La Foire à la Ferraille et au Jambon du boulevard Richard-Lenoir. Un stand de boucherie hippophagique © Foire de Chatou
La Foire à la Ferraille et au Jambon du boulevard Richard-Lenoir. Un stand de boucherie hippophagique © Foire de Chatou

Foire aux Jambons et à la Ferraille : le retour à Chatou

En 1970, la Foire quitte Paris et retrouve Chatou. Cette fois, elle n’est pas chassée par les désagréments dont elle est la cause, elle part de son plein gré. Face à son succès, elle a besoin de plus d’espace pour loger ses commerçants et le boulevard Richard-Lenoir ne suffit plus. Déjà aux manettes le SNCAO compte bien préserver l’essence de cet évènement plusieurs fois centenaire, alors que la municipalité, trop heureuse de voir revenir à elle cette foire qui a si longtemps marqué son histoire, lui offre de s’installer sur l’Île des Impressionnistes. Ainsi est posé le célèbre cadre pittoresque et spacieux qui fait le ravissement des exposants et des visiteurs.

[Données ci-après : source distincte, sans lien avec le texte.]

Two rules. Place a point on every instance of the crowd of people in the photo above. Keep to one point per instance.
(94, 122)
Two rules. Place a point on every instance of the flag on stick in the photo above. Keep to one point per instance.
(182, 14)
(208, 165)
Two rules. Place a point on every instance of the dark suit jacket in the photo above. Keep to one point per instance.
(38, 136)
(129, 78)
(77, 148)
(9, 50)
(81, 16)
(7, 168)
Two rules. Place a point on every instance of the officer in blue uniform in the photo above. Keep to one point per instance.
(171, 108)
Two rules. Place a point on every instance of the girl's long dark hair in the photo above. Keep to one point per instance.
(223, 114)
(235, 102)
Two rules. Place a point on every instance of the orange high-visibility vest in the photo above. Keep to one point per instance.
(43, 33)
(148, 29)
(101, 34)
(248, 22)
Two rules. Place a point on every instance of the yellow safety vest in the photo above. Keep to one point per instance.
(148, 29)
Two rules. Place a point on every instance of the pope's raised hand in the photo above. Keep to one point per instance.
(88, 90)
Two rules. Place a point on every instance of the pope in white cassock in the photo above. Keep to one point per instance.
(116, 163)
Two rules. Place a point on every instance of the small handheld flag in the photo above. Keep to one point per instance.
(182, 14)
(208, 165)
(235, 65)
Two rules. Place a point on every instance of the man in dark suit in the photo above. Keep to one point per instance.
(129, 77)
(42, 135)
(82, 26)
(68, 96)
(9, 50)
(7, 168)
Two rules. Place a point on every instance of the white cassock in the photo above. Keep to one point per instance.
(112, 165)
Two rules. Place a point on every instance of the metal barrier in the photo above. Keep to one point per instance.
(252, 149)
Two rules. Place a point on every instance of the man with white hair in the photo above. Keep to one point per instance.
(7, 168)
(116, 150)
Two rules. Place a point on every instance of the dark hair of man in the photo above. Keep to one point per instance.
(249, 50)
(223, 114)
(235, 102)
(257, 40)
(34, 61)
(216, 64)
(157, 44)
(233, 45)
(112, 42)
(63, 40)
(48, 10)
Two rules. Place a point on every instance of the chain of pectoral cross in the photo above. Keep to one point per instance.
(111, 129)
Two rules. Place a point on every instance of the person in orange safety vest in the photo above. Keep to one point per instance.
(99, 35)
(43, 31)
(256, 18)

La Foire de Chatou dans les années 1970 © Foire de Chatou
La Foire de Chatou dans les années 1970 © Foire de Chatou

La recette du succès

Depuis lors, la Foire de Chatou s’est imposée comme la plus grande foire à la brocante et aux antiquités de France. La première journée est toujours réservée aux marchands, mais l’impatience des particuliers est telle qu’il n’est pas rare d’en voir quelques-uns se faufiler pour être les premiers à découvrir les merveilles des antiquaires et brocanteurs présents !

Place forte du marché de l’ancien, la Foire de Chatou est également devenue un tremplin solide pour de jeunes galeries qui y font leurs armes et bénéficient de la visibilité de l’évènement.

Quant aux visiteurs ponctuels, ils deviennent rapidement des habitués, heureux de déambuler parmi les stands et de partager un bon repas fait de spécialités charcutières, perpétuant ainsi une tradition séculaire. C’est tout cela qui a fait l’identité de la Foire de Chatou et qui signe aujourd’hui l’essence même de ce rendez-vous : antiquités et convivialité !

Marielle Brie de Lagerac
Historienne de l’art pour le marché de l’art et les médias culturels.